Thotcon (Chicago’s Hacking Conference) thoughts…
Saw several good Cybersecurity presentations while one of the keynotes “Josh Corman” discussed the burnout of the infosec opsec community. This is a problem for our industry as I have discussed before in past posts. It has to do with the 3 following topics:
1. Workload to most infosec people is 50-60 hours minimum on a regular week, and more during emergencies. Josh mentioned 80 hours as a regular work week for many this high workload leads to exhaustion.
2. What happens when there is no relief and it is a constant way of life to say you will work 80 hours a week forever??? Now we get to a negativity or cynicism. The constant pressure is creating a kind of relief psychology of defense by cynicism.
3. Efficacy or reduced effectiveness due to constant pressures.
What was really on Josh’ mind was the increasing number of suicides by a number of his friends.
So Josh would like to do something about this phenomenon. He gave an example of a Psychologist saying that the other profession with similar characteristics is nursing (high workload, and cynicism leads to lower efficacy).
He also said to not follow the herd and do not put down your fellows/ colleagues.
Above is a picture of the beginning of the second day where the Thotcon organizer was having some fun in a Wookie costume.
The main problem is to get more help so that infosec people will not burn out completely and do things that we all will regret. Another problem is that infosec people are hard to find (or at least competent ones).
So the true issue is to get resources and eyeballs, attention of the C-suite, and generally a different level of attention.
Believe it or not for companies this is taken care of in GRC – Governance, Risk, and Compliance.

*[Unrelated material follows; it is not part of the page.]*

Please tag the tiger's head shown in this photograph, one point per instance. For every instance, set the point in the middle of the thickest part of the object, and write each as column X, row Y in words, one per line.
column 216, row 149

Governance is different than just IT department run by CFO, or the CEO. The issue with Governance is that the goals of the organization are kept in mind (which is not just the mind of one person). It is the codification of the goals. WRITTEN goals and thus the group of people in charge of GRC can work toward this written goal using Risk and compliance as a way to manage things. So, the staffing of the IT department (which includes opsec or infosec) is a risk to be measured. You should not have a single person running the IT department, nor should you have 80 hours of work for 1 person. For 80 hours of work, there should be 2 people.
Setting up GRC in an organization might take a while, but once set up it can help an organization manage the compliance and regulatory risks by giving a proper Governance controlled by the people who are supposed to run the company with proper human resource goals as well.